Prognose-Hinweis
Bei den Angaben von Renditen, Erträgen, Ausschüttungen etc. handelt es sich bei Geldanlagen am Finanz-Markt generell um "prognostizierte" Werte, die üblicherweise das Ergebnis der Planungen der Initiatoren oder des Fondsmanagements sind, auch wenn dies bei anderen Anbietern nicht gesondert als "prognostiziert" ausgewiesen wird. Dies trifft auch auf handelbare und nicht-handelbare festverzinsliche Wertpapiere zu. Um Mißverständnissen vorzubeugen, weist Geldwelt.de dies nur zum Zwecke der Klarheit und Wahrheit zusätzlich aus.
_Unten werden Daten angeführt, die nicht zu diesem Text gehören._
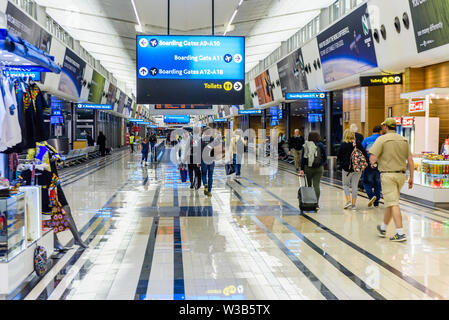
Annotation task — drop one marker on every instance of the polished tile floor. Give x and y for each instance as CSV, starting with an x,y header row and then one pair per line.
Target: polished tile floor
x,y
151,237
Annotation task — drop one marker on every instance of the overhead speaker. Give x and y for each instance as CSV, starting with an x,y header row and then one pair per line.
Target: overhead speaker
x,y
406,20
383,32
397,25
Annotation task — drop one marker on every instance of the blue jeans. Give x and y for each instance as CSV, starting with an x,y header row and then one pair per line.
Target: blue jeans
x,y
207,173
371,180
237,161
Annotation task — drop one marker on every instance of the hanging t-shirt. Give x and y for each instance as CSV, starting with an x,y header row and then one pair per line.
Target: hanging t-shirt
x,y
12,132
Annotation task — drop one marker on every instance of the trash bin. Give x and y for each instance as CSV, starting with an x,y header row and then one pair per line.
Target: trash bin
x,y
332,163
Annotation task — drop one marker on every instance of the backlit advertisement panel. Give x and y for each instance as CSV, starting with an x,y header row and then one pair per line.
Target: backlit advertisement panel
x,y
292,73
430,22
347,48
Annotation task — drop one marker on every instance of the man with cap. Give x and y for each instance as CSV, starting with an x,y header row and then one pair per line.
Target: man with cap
x,y
391,152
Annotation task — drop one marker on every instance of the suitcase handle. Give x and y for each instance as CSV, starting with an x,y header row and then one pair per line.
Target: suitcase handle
x,y
305,181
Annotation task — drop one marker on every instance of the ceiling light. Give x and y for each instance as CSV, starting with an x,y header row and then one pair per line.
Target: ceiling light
x,y
135,11
230,21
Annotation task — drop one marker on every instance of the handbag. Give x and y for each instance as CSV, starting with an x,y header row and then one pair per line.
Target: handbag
x,y
40,260
183,173
230,169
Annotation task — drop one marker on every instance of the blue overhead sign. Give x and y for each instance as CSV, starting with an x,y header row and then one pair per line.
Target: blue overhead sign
x,y
304,95
177,119
33,75
190,69
94,106
250,111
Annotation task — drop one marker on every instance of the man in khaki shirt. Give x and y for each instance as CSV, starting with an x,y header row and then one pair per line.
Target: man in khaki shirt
x,y
392,152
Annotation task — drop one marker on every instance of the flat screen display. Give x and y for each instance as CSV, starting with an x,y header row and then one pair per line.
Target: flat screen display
x,y
177,119
292,73
190,69
182,107
430,23
347,47
315,117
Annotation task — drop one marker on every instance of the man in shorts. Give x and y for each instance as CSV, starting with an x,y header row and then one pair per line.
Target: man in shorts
x,y
392,152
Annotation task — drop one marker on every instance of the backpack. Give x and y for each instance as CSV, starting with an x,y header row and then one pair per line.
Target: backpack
x,y
318,160
40,260
358,160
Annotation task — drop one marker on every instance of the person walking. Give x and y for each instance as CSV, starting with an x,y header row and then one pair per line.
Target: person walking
x,y
208,144
153,141
371,175
392,153
237,151
295,145
313,159
101,141
131,142
351,177
194,163
145,151
445,146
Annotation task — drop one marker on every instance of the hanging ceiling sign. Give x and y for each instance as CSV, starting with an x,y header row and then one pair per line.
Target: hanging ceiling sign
x,y
387,80
94,106
250,112
408,122
304,95
190,69
417,106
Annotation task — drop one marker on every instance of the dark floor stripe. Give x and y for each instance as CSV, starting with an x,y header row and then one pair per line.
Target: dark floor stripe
x,y
359,282
178,285
89,173
299,265
144,278
370,256
54,283
175,194
156,196
76,171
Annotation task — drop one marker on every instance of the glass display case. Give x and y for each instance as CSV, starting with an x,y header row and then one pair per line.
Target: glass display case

Danach handelt es sich bei allen Geldanlagen am Finanz-Markt um "prognostizierte" Renditen, Erträge, Ausschüttungen, sofern diese nicht durch einen bonitätsstarken Garanten wie z. B. eine Bank, Versicherungsgesellschaft oder einen Staat "garantiert" werden. Selbst staatliche Anleihen sind nur so sicher, wie der Staat, der für die Staatsanleihen garantiert (siehe z.B. Argentinien-Anleihen. Zum Zwecke des Vergleiches der Ausfallwahrscheinlich- keit bei Wertpapieren und offenen Fonds gibt es die » Ratings von z. B. Moody's oder Standard & Poors. Sie bewerten Unternehmen und offene Fonds bezüglich Schuldnerqualität oder Fondsqualität. Die angegebenen Investmentgrade beschreiben die Ausfallwahrscheinlichkeit der Geldanlage innerhalb der nächsten 12 Monate.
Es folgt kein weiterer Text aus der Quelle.